When you separate the wheat from the chaff, what we are really talking about in a transfer hearing in the Juvenile Court Act is whether or not in a particular case the minor has been afforded a due process hearing. "Once it is determined that due process applies, the question remains what process is due * * * due process is flexible and calls for such procedural protections as the particular situation demands." Morrisey v. Brewer (1972), 408 U.S. 471, 481, 33 L.Ed.2d 484, 494, 92 S.Ct. 2593, 2600.

• 3 We have reviewed the record of both hearings and are of the opinion that the juvenile judge in this case afforded the minor a hearing that conformed to the constitutional requirements of due process.

The defendant raises two points concerning the trial in this case. He maintains that the evidence at the trial was insufficient to prove the guilt of the defendant beyond a reasonable doubt, in that it fails to establish the defendant's knowledge of the strong probability of death or bodily harm. We have reviewed the evidence in this case and have concluded that the point is not well taken. There is evidence to show that the defendant told Robert Henry that he was going to shoot his father, take his truck, and go to St. Louis. Henry also testified that earlier in the day the defendant and his sister were having an argument, calling each other names, that his father would not let him go to the skating rink "because him and his sister got in a fight and they were calling each other names and his dad wouldn't let him go." There was further testimony that the defendant made a statement to law enforcement officers, after having been given the "Miranda warnings," that he was sitting in the living room of the home, that his father and he had been discussing about dying, that he had loaded his .410 shotgun and as his father came into the kitchen and was about half-way across the kitchen floor he pulled the trigger on the .410 to hear it "click." It is difficult to comprehend that a 16-year-old boy who owned a .410 shotgun, had loaded it, pointed it at his father and pulled the trigger, would not know that this conduct would create a strong probability of death or great bodily harm.
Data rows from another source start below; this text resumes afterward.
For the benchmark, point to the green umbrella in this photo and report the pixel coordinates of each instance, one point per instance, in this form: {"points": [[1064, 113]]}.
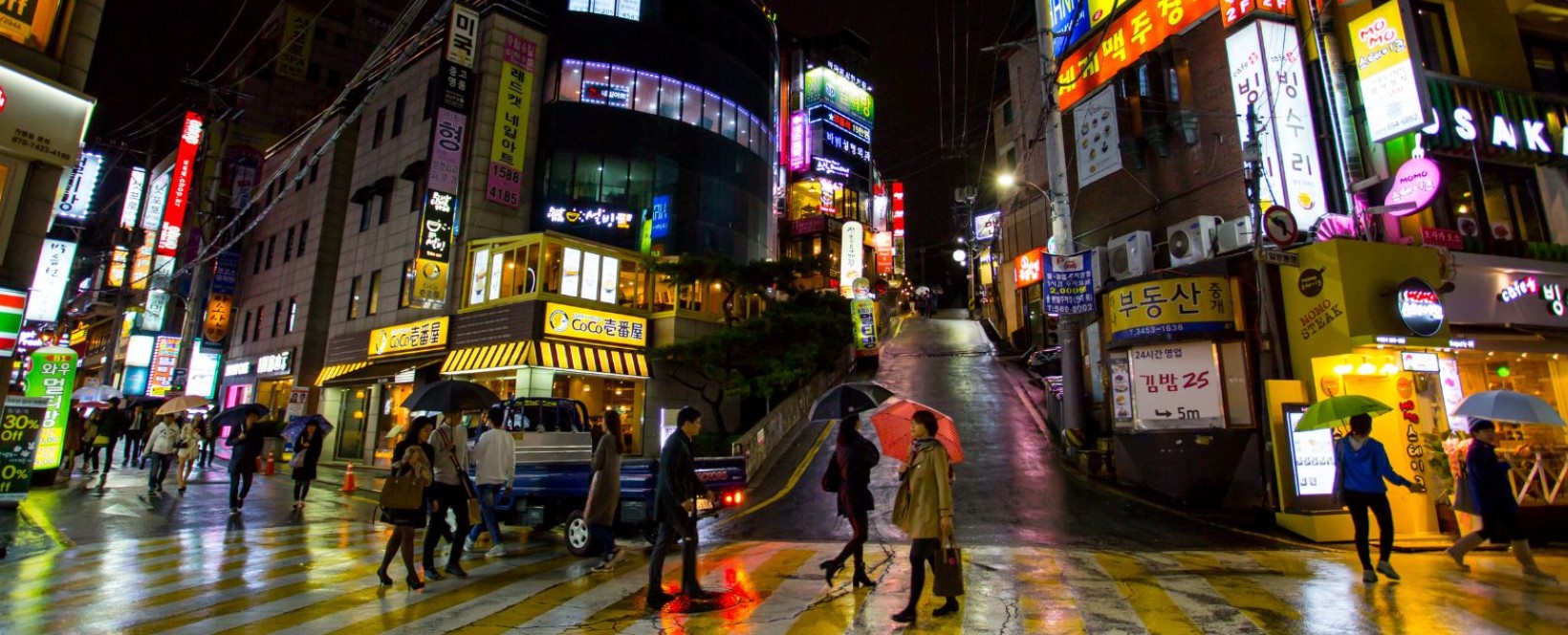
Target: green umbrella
{"points": [[1328, 414]]}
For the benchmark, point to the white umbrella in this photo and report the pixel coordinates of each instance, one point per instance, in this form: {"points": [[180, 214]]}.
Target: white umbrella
{"points": [[99, 394], [1511, 406]]}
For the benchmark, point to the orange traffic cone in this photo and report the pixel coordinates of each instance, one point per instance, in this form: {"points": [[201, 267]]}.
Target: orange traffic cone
{"points": [[348, 480]]}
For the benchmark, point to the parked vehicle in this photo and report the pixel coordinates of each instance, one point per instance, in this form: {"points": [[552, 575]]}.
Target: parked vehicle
{"points": [[553, 475]]}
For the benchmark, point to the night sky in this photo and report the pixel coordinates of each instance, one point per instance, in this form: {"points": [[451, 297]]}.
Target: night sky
{"points": [[142, 56]]}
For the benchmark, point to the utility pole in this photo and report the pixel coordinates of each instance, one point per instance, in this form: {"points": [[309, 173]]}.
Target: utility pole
{"points": [[1060, 240]]}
• 4 Defendant also complains about certain photographs that were admitted into evidence, in that they were gruesome and unduly influenced the jury. Two of the photographs were closeup views of the deceased's face and chest area showing where the pellets from the shotgun hit the deceased, while the third photograph showed the body, fully clothed, just immediately prior to the autopsy's being performed. As a general rule, the admission of photographs is in the sound discretion of the trial judge. (People v. Foster (1979), 76 Ill.2d 365.) In this case four colored photographs of the decedent's decaying and dismembered body were admitted at the trial which were "quite gruesome." Furthermore, if the photographs are probative of the cause of death, depict the amount of force used in the murder or tend to corroborate or not to corroborate testimony of the pathologist and other witnesses, then they are admissible. People v. Lindgren (1980), 79 Ill.2d 129.

• 5 As a general rule murder is a gruesome affair and when the means of accomplishing the task is a shotgun, it becomes even more gruesome. We are of the opinion that the trial court did not abuse his discretion in the admission of the photographs in question.

We have considered the other points raised by the defendant in this appeal, and we are of the opinion that they are without merit.

We affirm.

KASSERMAN, P.J., and KARNS, J., concur.